GNOME Bugzilla – Bug 577526
Starting and stopping ekiga is too unreliable
Last modified: 2020-06-06 16:30:45 UTC
Starting ekiga works only mostly ok : - the linker makes sure we won't start without what we need, or load a non-applicable plugin - the kickstart scheme makes sure we initialize things in the right order (which is trivial for builtins since we should put them in the right order, but will be pretty useful when things will come as plugins!) - however, that still leaves issues : for example when the video code will initialize its gmconf bridge correctly (this is bug #568606), then it will try to access the devices early -- which is bad because said devices may come from a plugin which won't be ready before much later. Stopping ekiga is much simpler : we just get out of the main loop and let the C++ destructors clean behind us. The problem is that I'm not 100% sure the order in which things occur is good (there are still unexplained crashes...). This situation is pretty annoying : we should do something to get a clearer and safer operation. One of the big hurdle is already reported : the Ekiga::Runtime system is just bad (see bug #557889). I propose to add run/shutdown methods to the Ekiga::Service base class, which will allow more finely controlled startup and shutdown of ekiga. The start method will ensure for example that video preview won't be enabled before all plugins are loaded. And the stop method will make sure each threaded component will properly shut down all threads. In short, ekiga's main function should mostly look like : - kickstart engine - run engine - Ekiga::Runtime::run () - shutdown engine - C++ destructors What do you think about it?

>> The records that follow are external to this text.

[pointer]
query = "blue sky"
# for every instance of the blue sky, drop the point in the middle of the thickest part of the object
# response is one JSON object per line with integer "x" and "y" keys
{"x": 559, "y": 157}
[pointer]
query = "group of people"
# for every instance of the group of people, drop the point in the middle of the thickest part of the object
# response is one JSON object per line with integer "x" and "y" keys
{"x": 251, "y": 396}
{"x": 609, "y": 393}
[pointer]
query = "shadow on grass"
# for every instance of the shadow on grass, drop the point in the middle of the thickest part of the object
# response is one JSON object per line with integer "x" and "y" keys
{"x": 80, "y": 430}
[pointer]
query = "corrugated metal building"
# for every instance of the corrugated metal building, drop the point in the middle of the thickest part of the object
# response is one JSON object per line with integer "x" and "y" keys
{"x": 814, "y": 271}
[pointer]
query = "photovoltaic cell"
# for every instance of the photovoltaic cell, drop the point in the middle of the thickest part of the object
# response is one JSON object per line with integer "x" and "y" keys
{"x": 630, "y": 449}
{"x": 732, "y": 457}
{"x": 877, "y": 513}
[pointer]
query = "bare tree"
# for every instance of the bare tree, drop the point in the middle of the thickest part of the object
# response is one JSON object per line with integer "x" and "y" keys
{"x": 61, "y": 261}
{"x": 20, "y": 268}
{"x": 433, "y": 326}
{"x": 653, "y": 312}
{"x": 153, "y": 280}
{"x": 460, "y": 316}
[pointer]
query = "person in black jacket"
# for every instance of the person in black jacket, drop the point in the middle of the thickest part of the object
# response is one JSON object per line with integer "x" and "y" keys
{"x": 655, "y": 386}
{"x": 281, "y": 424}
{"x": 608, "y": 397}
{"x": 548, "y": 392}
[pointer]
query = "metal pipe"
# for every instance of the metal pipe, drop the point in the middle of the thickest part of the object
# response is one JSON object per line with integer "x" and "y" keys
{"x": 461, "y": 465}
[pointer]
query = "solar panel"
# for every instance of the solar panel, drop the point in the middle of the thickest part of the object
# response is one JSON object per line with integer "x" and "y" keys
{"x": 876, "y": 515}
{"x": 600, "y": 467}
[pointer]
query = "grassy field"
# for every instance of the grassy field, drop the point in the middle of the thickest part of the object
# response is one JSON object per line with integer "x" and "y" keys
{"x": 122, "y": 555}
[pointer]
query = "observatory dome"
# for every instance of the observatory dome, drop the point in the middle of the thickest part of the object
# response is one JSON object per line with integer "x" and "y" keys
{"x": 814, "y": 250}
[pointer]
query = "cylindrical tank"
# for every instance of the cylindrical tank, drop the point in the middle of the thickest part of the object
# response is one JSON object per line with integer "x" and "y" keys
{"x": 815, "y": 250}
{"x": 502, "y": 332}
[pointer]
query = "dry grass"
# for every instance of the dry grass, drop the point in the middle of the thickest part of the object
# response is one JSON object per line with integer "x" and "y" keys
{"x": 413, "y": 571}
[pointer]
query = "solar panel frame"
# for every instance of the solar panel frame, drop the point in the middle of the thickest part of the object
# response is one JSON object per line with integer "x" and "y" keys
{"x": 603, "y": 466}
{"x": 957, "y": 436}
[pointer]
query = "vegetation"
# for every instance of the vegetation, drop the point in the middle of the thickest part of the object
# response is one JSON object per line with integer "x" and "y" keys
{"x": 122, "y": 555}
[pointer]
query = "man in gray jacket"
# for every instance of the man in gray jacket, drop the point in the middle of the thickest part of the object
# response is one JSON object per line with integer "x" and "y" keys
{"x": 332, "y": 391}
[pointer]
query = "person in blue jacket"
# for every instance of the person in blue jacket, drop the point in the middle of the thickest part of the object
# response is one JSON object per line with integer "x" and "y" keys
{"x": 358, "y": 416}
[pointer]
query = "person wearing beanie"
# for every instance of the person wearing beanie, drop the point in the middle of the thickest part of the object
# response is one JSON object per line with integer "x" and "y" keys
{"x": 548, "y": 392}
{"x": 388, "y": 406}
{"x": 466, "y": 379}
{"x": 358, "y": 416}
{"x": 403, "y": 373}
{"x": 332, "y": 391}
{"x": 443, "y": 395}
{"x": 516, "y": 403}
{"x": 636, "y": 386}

One idea: Adding dependency information: thing T1, when wants to use thing T2, will wait until thing T2 is initialised, which is done through a variable, initially 0, and after initialisation 1. T1 executes: while (! T2.var) sleep (50 ms); I suppose here that T1 and T2 are executed in different threads.
No thread issue in the engine. The piece of code which creates threads, deals with threads and hides them to the rest. The dependancy issues could be managed with weak pointers (that would be an argument for going the boost smart pointers way).
Eugen, notice that the kickstart scheme already makes a part of ekiga refuse to connect to the engine until deps are satisfied!
Ekiga is not under active development anymore: https://gitlab.gnome.org/Infrastructure/Infrastructure/-/issues/273 Ekiga saw its last release 7 years ago. The last code commits were 4 years ago. Closing this report as WONTFIX as part of Bugzilla Housekeeping to reflect reality. Please feel free to reopen this ticket (and transfer the project to GNOME Gitlab, as GNOME Bugzilla is deprecated) if anyone takes the responsibility for active Ekiga development again in the future.